Abstract Memory CD8+ T cells are essential adaptive effector cells of immune defenses because they are extremely efficient at sensing intracellular pathogens and tumors. The chief effector feature of CD8+ T cells is their ability to recognize and kill infected and “abnormal” cells but they also produce multiple effector cytokines and chemokines that contribute to orchestrate protective immune responses. The cellular and molecular stepwise mechanisms by which memory CD8+ T cells in vaccinated hosts are reactivated and mediate protection is not well understood. Answering to this question has the potential to lead to novel strategies to harness or redirect the power of CD8+ T cells to the benefit of the host in many therapeutic contexts. Over the years, using mice immunized with the intracellular bacterium Listeria monocytogenes (Lm) as model, we have contributed to show that during recall infection, vaccine-induced memory CD8+ T cells quickly sense sets of inflammatory cytokines released from various antigen-presenting cells (APCs), which initiate a rapid effector program in the memory CD8+ T cells. This includes notably the secretion of the potent immunomodulatory cytokine IFN which further signals and activates microbicidal functions inside phagocytes, a necessary process for efficient protection of vaccinated hosts. Yet, IFN is secreted to similar extent whether cognate T cell antigens are present or not. Protection, however, is antigen-specific, suggesting that other factors distinct from memory CD8+ T cell-derived IFN account for IFN-mediated protection. This proposal investigates these factors and their regulation in the memory CD8+ T cells, which APCs provide cognate antigen to the memory CD8+ T cells during recall infection and the dynamic interactions of memory CD8+ T cells and killer phagocytes using cutting-edge intravital imaging approaches. Finally, we will also dissect the mechanisms of IFN-dependent cell-autonomous defenses that are triggered inside activated phagocytes. We predict successful completion of the proposed work will have a broad impact in the field of T cell biology and vaccines, and potentially important therapeutic implications.

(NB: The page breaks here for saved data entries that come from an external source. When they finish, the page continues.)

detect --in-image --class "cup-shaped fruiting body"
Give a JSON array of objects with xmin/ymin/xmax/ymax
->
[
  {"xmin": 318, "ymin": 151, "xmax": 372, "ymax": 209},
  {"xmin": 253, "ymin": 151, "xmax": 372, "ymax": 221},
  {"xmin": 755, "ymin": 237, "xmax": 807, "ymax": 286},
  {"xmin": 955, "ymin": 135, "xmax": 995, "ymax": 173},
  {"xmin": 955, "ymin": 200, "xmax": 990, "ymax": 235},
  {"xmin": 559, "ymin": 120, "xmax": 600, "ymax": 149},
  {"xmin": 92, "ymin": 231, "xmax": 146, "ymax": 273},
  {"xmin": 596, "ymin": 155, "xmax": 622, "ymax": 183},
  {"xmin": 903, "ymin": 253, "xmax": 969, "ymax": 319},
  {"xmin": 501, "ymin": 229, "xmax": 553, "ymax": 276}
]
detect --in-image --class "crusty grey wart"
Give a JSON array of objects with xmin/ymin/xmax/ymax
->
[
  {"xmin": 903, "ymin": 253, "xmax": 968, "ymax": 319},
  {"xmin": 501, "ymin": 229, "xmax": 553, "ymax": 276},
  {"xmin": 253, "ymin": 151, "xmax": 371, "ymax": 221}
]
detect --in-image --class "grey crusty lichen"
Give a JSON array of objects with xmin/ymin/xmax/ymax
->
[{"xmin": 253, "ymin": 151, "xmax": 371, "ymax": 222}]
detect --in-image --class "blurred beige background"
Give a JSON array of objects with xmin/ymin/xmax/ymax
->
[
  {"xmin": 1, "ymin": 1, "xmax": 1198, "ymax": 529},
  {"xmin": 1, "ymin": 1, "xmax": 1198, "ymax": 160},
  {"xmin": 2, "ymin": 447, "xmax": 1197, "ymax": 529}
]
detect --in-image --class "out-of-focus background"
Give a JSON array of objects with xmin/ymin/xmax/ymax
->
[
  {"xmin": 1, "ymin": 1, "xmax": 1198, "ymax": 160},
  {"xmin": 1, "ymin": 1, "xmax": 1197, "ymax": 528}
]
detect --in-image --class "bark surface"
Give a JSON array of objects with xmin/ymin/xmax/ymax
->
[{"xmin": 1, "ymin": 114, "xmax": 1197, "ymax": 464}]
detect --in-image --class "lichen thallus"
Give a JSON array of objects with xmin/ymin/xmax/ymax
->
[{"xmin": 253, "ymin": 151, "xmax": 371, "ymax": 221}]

抽象的 记忆CD8+ T细胞是免疫防御的必不可少的自适应效应细胞 有效地感应细胞内病原体和肿瘤。 CD8+ T细胞的主要效应子特征是它们的能力 识别并杀死感染和“异常”细胞，但它们也会产生多种效应子细胞因子，并且 趋化因子有助于编排受保护的免疫复杂的趋化因子。细胞和分子逐步 接种宿主中的记忆CD8+ T细胞被重新激活而介导保护的机制不是 理解。回答这个问题有可能导致利用或重定向的新型策略 在许多治疗性情况下，CD8+ T细胞的功率对宿主的好处。多年来，使用小鼠 用细胞内细菌李斯特菌单核细胞增生（LM）作为模型进行免疫，我们为 表明在召回感染期间，疫苗诱导的记忆CD8+ T细胞迅速感知炎症的集合 从各种抗原呈递细胞（APC）释放的细胞因子，该细胞启动了快速效应程序 内存CD8+ T细胞。这特别包括有效的免疫调节细胞因子IFN的分泌 进一步的信号并激活吞噬细胞内的微生物功能，这是有效的必要过程 保护接种的宿主。然而，IFN分泌在类似的程度上 是否存在。但是，保护特定于抗原，表明其他因素与记忆不同 CD8+ T细胞衍生的IFN解释了IFN介导的保护。该提案调查了这些因素和 它们在存储器CD8+ T细胞中的调节，APC为记忆CD8+ T细胞提供同源抗原 在召回感染和记忆CD8+ T细胞和杀手吞噬细胞的动态相互作用期间 尖端的浸润成像方法。最后，我们还将剖析依赖IFN的机制 在活化的吞噬细胞内触发的细胞自主防御。我们预测成功完成 拟议的工作将对T细胞生物学和疫苗的领域产生广泛的影响，并可能重要 治疗意义。